Site icon Kit Dunsmore's Blog

Advent Calendar Reveal (Jan 2026 POM)

While 2026 looks like it’s going to be as crazy as 2025, I have at least one good thing to say about January: I finished my project of the month! This is especially surprising as the Advent calendar I started in 2020 was a long way from done.

Every December, my nephew and I open our Advent calendars together. He always has the latest Lego calendar, while I have been using the same Harry Potter one for years now. When my sister mentioned that she almost bought me a new calendar, I realized I did want a change. I put a reminder on my phone for November to buy one before I remembered the one I was making. If I could get it finished, I would have a new calendar for this December and I wouldn’t have to buy anything!*

So I chose to work on the Advent calendar in January. I had 16 of the 25 ornaments made and an idea of the quilt that would display them, but that was all. My first step was to make more ornaments. 

Initial audition to determine the size of the final quilt, with bean bags as placeholders for the ornaments that have yet to be made.

Then I worked on the quilt and the bags. I actually did some tests because the range of ornament sizes required a range of bag sizes. I could have made identical bags, all big enough for the biggest ornament, but then the quilt would have been huge. Instead, I sorted the ornaments and made bags in batches. I wound up using two different styles in the end.

I started making bags before I made the quilt to make sure the final quilt would be the right size.

I made the quilt after the bags were done to help me figure out the exact size to make the quilt.  It’s one of the simplest I’ve ever made. There was so much going on with the ornaments and the bags to hold them that the background could be quite plain.

The base quilt that is underneath all the bags and ornaments.

I hand-sewed snaps and buttons to the bags, then the bags to the quilt. I also had to sew buttons onto the tree and loops onto the back of the ornaments. I used a piece of practice quilt from another project to see how the ornaments would hang.

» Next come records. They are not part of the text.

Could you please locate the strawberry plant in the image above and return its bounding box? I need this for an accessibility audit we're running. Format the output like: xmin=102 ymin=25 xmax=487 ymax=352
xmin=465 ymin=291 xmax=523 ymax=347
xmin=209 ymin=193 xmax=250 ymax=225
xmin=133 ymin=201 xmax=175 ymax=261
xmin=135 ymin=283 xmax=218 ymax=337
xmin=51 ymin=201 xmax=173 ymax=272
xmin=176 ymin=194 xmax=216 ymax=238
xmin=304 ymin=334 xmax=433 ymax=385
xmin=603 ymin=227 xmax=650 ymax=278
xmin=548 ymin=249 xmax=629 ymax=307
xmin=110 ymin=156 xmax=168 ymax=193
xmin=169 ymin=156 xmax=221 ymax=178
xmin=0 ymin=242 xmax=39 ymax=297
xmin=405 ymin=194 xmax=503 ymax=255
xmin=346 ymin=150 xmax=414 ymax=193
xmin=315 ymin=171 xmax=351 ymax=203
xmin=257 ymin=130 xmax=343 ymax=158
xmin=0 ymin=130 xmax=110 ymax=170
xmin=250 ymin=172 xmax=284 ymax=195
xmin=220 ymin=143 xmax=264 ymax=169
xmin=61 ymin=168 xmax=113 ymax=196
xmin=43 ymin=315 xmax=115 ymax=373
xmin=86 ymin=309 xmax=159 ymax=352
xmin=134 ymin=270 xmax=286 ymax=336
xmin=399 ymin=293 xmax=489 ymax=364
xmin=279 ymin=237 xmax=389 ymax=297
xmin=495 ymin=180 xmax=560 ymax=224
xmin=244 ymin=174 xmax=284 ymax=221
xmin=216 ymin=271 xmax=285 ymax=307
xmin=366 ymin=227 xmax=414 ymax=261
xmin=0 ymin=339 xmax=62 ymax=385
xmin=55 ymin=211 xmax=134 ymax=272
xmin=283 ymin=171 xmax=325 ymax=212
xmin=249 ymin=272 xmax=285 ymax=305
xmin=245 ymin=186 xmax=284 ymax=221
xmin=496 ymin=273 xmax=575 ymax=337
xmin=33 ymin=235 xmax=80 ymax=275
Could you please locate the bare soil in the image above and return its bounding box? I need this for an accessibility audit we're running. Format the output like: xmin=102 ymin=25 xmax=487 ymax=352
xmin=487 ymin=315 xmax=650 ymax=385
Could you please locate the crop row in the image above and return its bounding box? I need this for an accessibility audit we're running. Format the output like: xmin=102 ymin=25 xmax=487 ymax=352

It took several tries to figure out the best placement for the ribbon hangers.

Overall, this project went very smoothly. I think my biggest mistake was laying out the ornaments to figure out the button placement and not taking a photo. I thought that the layout would be easy to replicate. But when I went to hang the ornaments for the final photos, I couldn’t get a pleasing distribution. Maybe I’m misremembering how it looked before, but I could have sworn I had even coverage. So it’s a little wonkier than I intended.

The final quilt with all the ornaments in their bags.

Alas, I do not love all the ornaments. Some are merely okay. But the cool thing about this project is that I can replace the ornaments at any time and transfer the rejects to our real tree. For now, it is done. I will have a new Advent calendar hanging in our front hall come December. 

My Advent calendar

I wasn’t sure I could finish this project in a month because there were so much to do, but it was done on January 30th. The calendar is hanging in a closet, wrapped in plastic to keep it from getting dusty, and I’ve changed my November reminder to “hang Advent calendar.” 

I’m loving my project-of-the-month plan. I’m really happy to have this five-year-old project finished.

*The only things I bought to finish this project were more snaps, the paper tags, and a couple of pieces of Christmas-themed fabric. I got all of these things secondhand at our local craft supply thrift store.